Mereka tengah berada diparkiran sekolah, duduk dimotor dengan matahari yang serasa tepat
diatas mereka. Leon terlihat berkeringat dan kepanasan begitu juga dengan yang lain, namun
sayangnya, Leon tidak peduli. Matanya terus mengamati satu persatu murid yang keluar dari area
sekolah. Sampai akhirnya, orang yang ditunggu muncul. Leon langsung menegapkan tubuhnya,
ia turun dari motor dan segera menghampiri perempuan yang tengah berbincang dengan kedua
sahabatnya sembari berjalan keluar sekolah.

“Aurora?”

Aurora menoleh saat meras terpanggil, “Iya, kak Leon manggil saya?” Aurora meneliti wajah
Leon, ah benar-benar tampan.

“Ra!” Aurora tersentak saat lengannya di senggol. Ia menoleh pada Gita yang tengah
mengodenya. Seakan mengerti, Aurora langsung menoleh lagi pada Leon, tersenyum kikuk,
“Maaf, kenapa kak?”

“Boleh minta nomor lo?” Leon menyerahkan ponselnya dengan wajah datar. Leon menaikkan
sebelah alisnya saat melihat Aurora yang terdiam, “Lo nggak mau kasih?”
Aurora spontan mengambil ponsel Leon dan mengetikkan nomor telfonnya secepat mungkin lalu
setelah itu ponselnya bordering. Aurora langsung mengembalikan ponsel itu kepada sang
pemilik.

Leon menyimpan ponselnya lalu beralih menatap wajah Aurora, “Simpan kontak gue.” Aurora
mengangguk dengan cepat. Setelah itu, Leon berbalik dengan wajah datarnya. Ia sedikit
tersenyum tetapi tak bertahan lama, setelah melihat wajah teman-temannya yang seperti ingin
mengoloknya.

“Cie… langsung digas dong!”

“Leon udah gede ya bun.”

“Leon jatuh cinta dong… Ekhem! Pandangan pertama ya?”

“Bacot!”

Dylan terkekeh kecil melihat Leon yang mulai dijahili, “Nggak takut lo semua?”

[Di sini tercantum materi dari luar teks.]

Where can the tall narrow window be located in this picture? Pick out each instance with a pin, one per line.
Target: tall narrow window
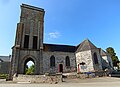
(34, 42)
(52, 61)
(95, 58)
(67, 61)
(26, 41)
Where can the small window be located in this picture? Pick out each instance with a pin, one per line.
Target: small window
(52, 61)
(35, 42)
(95, 58)
(26, 41)
(67, 61)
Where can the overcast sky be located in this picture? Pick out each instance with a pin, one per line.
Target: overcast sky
(66, 22)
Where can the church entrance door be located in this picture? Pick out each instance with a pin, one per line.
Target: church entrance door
(60, 68)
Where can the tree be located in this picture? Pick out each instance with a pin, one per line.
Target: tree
(30, 70)
(112, 53)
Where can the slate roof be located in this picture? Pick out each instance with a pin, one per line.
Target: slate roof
(5, 58)
(102, 52)
(59, 48)
(85, 45)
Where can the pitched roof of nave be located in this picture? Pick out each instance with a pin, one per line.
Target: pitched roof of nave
(85, 45)
(103, 53)
(59, 48)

“Sekali-kali, jahilin ketua.” Balas mereka serempak.

Sialan! Wajah Leon memerah, tentu saja karena kesal dan malu. Dengan cepat ia menaiki
motornya dan memasang helm. Melihat itu, seluruh temannya semakin menggodanya. Leon
langsung menjalankan motornya, dan melesat pergi.